Participam da Operação agentes da PF-RR e tropas do Comando de Fronteira Roraima/7º BIS, e do 12º Esquadrão de Cavalaria Mecanizado, com o apoio aéreo do Comando Militar da Amazônia (CMA), por meio do 4º Batalhão de Aviação do Exército, sediado em Manaus.

Na segunda-feira (12) e ontem (13) o Comandante Militar da Amazônia, Genereal-de-Exército Luis Carlos Gomes de Mattos, acompanhou as operações a partir de Boa Vista, com o apoio aéreo do VII Comando Aéreo Regional (VII COMAR), da Força Aérea Brasileira.

Tuxauas e autoridades apoiam garimpagem ilegal

O presidente da Câmara de Municipal de Uiramutã, vereador Milton Dário, confirmou ontem ao Portal Amazônia (www.portalamazonia.com) que os garimpeiros da região são todos indígenas e trabalham de maneira artesanal, com peneiras e pás. “50 famílias sobrevivem da atividade de garimpo na região do Mutum e da comunidade Flexal”, disse o vereador.

Em fevereiro, um tuxaua revelou ao FatoReal ter na garimpagem ilegal dentro da Raposa Serra do Sol sua principal fonte de renda e de sua família. No dia seguinte, o recém-empossado secretário de Estado do Índio de Roraima, Jonas Marcolino, não apenas confirmou a existência dos garimpos na TI, como também defendeu essa atividade como meio de sobrevivência das comunidades. “A garimpagem é um meio de sobrevivência como qualquer outra que os indígenas exercem, como a caça e a pesca, por exemplo”, disse.

No dia 28 de setembro, o FatoReal voltou ao tema, ao mostrar fotos de um garimpo ilegal a apenas 100 metros de uma das mais belas paisagens naturais do Estado, a cachoeira do Urucá, no Município de Uiramutã, onde a degradação do meio ambiente era visível. Apesar de a atividade estar acontecendo há vários meses no local e a pouca distância da sede do Município (apenas dois quilômetros), a Prefeitura alegou não ter conhecimento da existência do garimpo.

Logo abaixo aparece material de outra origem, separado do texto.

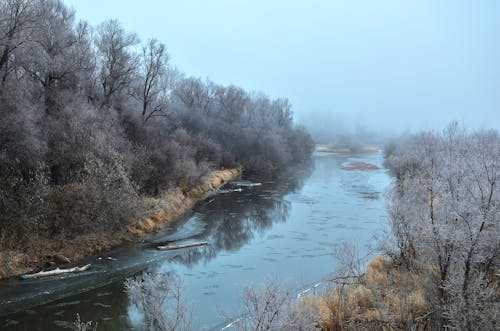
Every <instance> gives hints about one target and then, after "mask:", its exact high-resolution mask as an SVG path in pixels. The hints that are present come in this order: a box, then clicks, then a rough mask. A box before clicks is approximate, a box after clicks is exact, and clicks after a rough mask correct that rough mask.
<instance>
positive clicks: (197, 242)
mask: <svg viewBox="0 0 500 331" xmlns="http://www.w3.org/2000/svg"><path fill="white" fill-rule="evenodd" d="M204 245H208V241H200V242H195V243H190V244H183V245H167V246H158V249H159V250H160V251H168V250H172V249H181V248H188V247H196V246H204Z"/></svg>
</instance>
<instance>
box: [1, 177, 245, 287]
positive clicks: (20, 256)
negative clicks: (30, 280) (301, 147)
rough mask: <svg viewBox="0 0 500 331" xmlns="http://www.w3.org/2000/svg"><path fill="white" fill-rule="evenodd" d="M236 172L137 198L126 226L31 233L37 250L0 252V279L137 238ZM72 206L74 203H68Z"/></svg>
mask: <svg viewBox="0 0 500 331" xmlns="http://www.w3.org/2000/svg"><path fill="white" fill-rule="evenodd" d="M239 175H241V169H239V168H238V169H226V170H217V171H213V172H212V173H210V174H209V175H207V176H205V177H204V178H203V179H202V181H201V184H200V185H196V186H194V187H192V188H190V189H187V188H184V189H182V188H180V187H179V188H176V189H175V190H171V191H169V192H166V193H165V194H163V195H162V196H160V197H158V198H152V197H143V198H140V199H141V201H142V202H141V203H140V207H138V208H140V209H139V210H140V211H141V215H142V216H139V217H137V218H134V219H132V220H130V221H129V222H128V225H127V226H126V227H123V228H118V229H116V231H113V232H110V231H105V230H101V231H94V232H90V233H83V234H79V235H74V234H72V235H70V234H67V233H64V232H63V233H61V234H60V235H58V236H57V237H54V238H52V239H50V240H48V239H47V238H43V237H42V236H38V235H37V234H33V235H32V236H31V239H30V240H31V241H32V244H31V245H32V246H35V245H36V246H37V249H36V250H32V251H17V250H12V249H11V250H4V251H1V252H0V278H1V277H10V276H15V275H19V274H24V273H28V272H30V271H34V270H35V271H36V270H39V269H41V268H43V267H47V266H53V265H56V264H59V263H58V262H59V261H58V259H57V258H56V257H57V256H64V257H67V258H68V259H70V260H76V259H79V258H82V257H84V256H87V255H91V254H95V253H98V252H101V251H104V250H108V249H111V248H112V247H115V246H118V245H120V244H123V243H129V242H133V241H137V240H139V239H141V238H143V237H145V236H147V235H148V234H150V233H152V232H155V231H159V230H161V229H163V228H165V227H166V226H167V225H168V224H170V223H171V222H172V221H174V220H176V219H179V218H180V217H182V216H183V215H184V214H186V213H187V212H188V211H189V210H191V209H192V208H193V207H194V205H195V204H196V203H197V202H198V201H200V200H203V199H205V198H206V197H207V195H208V194H210V193H212V192H214V191H215V190H217V189H218V188H220V187H221V186H222V185H224V184H225V183H227V182H228V181H230V180H232V179H235V178H237V177H238V176H239ZM68 203H69V202H68ZM77 203H78V201H77ZM71 206H74V205H73V204H71ZM26 244H28V243H26ZM59 260H60V259H59Z"/></svg>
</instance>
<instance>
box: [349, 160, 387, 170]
mask: <svg viewBox="0 0 500 331" xmlns="http://www.w3.org/2000/svg"><path fill="white" fill-rule="evenodd" d="M343 169H344V170H362V171H368V170H378V169H380V168H379V167H377V166H376V165H374V164H370V163H366V162H351V163H349V165H347V166H345V167H343Z"/></svg>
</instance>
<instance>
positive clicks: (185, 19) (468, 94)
mask: <svg viewBox="0 0 500 331" xmlns="http://www.w3.org/2000/svg"><path fill="white" fill-rule="evenodd" d="M65 3H66V4H68V5H70V6H73V8H74V9H76V11H77V17H78V18H82V19H85V20H87V21H89V22H90V23H91V24H92V25H96V24H98V23H100V22H102V21H104V20H105V19H109V18H117V19H119V20H120V21H121V23H122V24H123V25H124V27H125V28H126V29H127V30H128V31H130V32H136V33H137V34H138V35H139V37H140V38H141V39H142V40H144V41H145V40H147V39H148V38H151V37H156V38H158V39H159V40H160V41H162V42H164V43H165V44H166V45H167V48H168V52H169V54H170V56H171V63H172V64H174V65H175V66H177V67H178V68H179V69H180V70H182V71H184V72H185V73H186V74H188V75H194V76H200V77H203V78H204V77H209V78H210V79H212V80H213V81H215V82H217V83H222V84H230V83H233V84H235V85H238V86H241V87H243V88H245V89H247V90H258V91H263V92H265V93H266V94H268V95H270V96H272V97H287V98H289V99H290V101H291V102H292V104H293V106H294V112H295V114H296V117H297V118H298V121H299V122H300V121H301V120H302V121H309V122H310V121H311V119H312V118H314V119H318V121H321V122H322V123H323V125H324V124H325V122H326V123H329V122H332V124H335V123H334V122H340V123H341V124H342V125H344V126H355V125H358V126H359V125H363V126H367V127H370V128H374V129H392V130H396V131H403V130H408V129H410V130H416V129H421V128H424V129H429V128H442V127H444V126H445V125H446V124H447V123H448V122H449V121H451V120H457V121H459V122H461V123H463V124H464V125H465V126H466V127H470V128H489V127H494V128H497V129H499V128H500V1H495V0H491V1H483V0H477V1H476V0H475V1H465V0H464V1H462V0H448V1H436V0H413V1H401V0H395V1H374V0H366V1H357V0H345V1H340V0H339V1H334V0H332V1H327V0H324V1H314V0H313V1H310V0H309V1H290V0H288V1H285V0H214V1H205V0H198V1H196V0H168V1H162V0H142V1H137V0H134V1H132V0H130V1H128V0H106V1H102V0H65Z"/></svg>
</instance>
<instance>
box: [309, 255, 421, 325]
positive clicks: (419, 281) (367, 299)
mask: <svg viewBox="0 0 500 331" xmlns="http://www.w3.org/2000/svg"><path fill="white" fill-rule="evenodd" d="M304 300H305V302H306V304H310V305H312V306H313V307H314V309H315V310H316V313H317V314H318V316H320V319H321V321H320V325H321V327H322V329H323V330H333V331H336V330H405V329H407V328H409V327H410V325H411V326H413V327H415V325H416V326H417V329H419V326H418V322H417V319H418V317H419V316H423V315H425V314H426V313H427V305H426V302H425V299H424V290H423V286H422V282H421V280H420V279H419V278H418V276H416V275H414V274H412V273H409V272H408V271H406V270H405V269H402V268H399V267H398V266H397V265H396V264H395V263H394V262H393V261H392V260H391V259H390V258H387V257H383V256H378V257H376V258H374V259H373V260H372V261H371V263H370V264H369V265H368V267H367V269H366V272H365V275H364V277H362V278H361V279H360V283H359V284H354V285H347V286H345V285H344V286H336V287H334V288H333V289H331V290H329V291H327V292H326V293H325V294H323V295H320V296H314V295H311V296H309V297H307V298H304Z"/></svg>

“Amanhã vou até o Ministério Público Federal fazer uma denúncia formal para que a Polícia Federal seja acionada a fim de retirar os garimpeiros da área. Como o local fica dentro da Terra Indígena Raposa Serra do Sol, infelizmente o Município não pode fazer nada, a não ser denunciar e é isto que faremos”, afirmou o secretário Municipal de Meio Ambiente, Paulo dos Santos.

Ele explicou que, apesar de a reserva já ter sido homologada e ratificada pelo Supremo Tribunal Federal (STF), o Governo Federal ainda não aprovou o Plano Diretor que define o perímetro urbano do Município. “Enquanto o Plano Diretor não for aprovado, estamos de mãos atadas, sem saber direito onde termina o domínio do Município e onde começa a Raposa”, reclamou.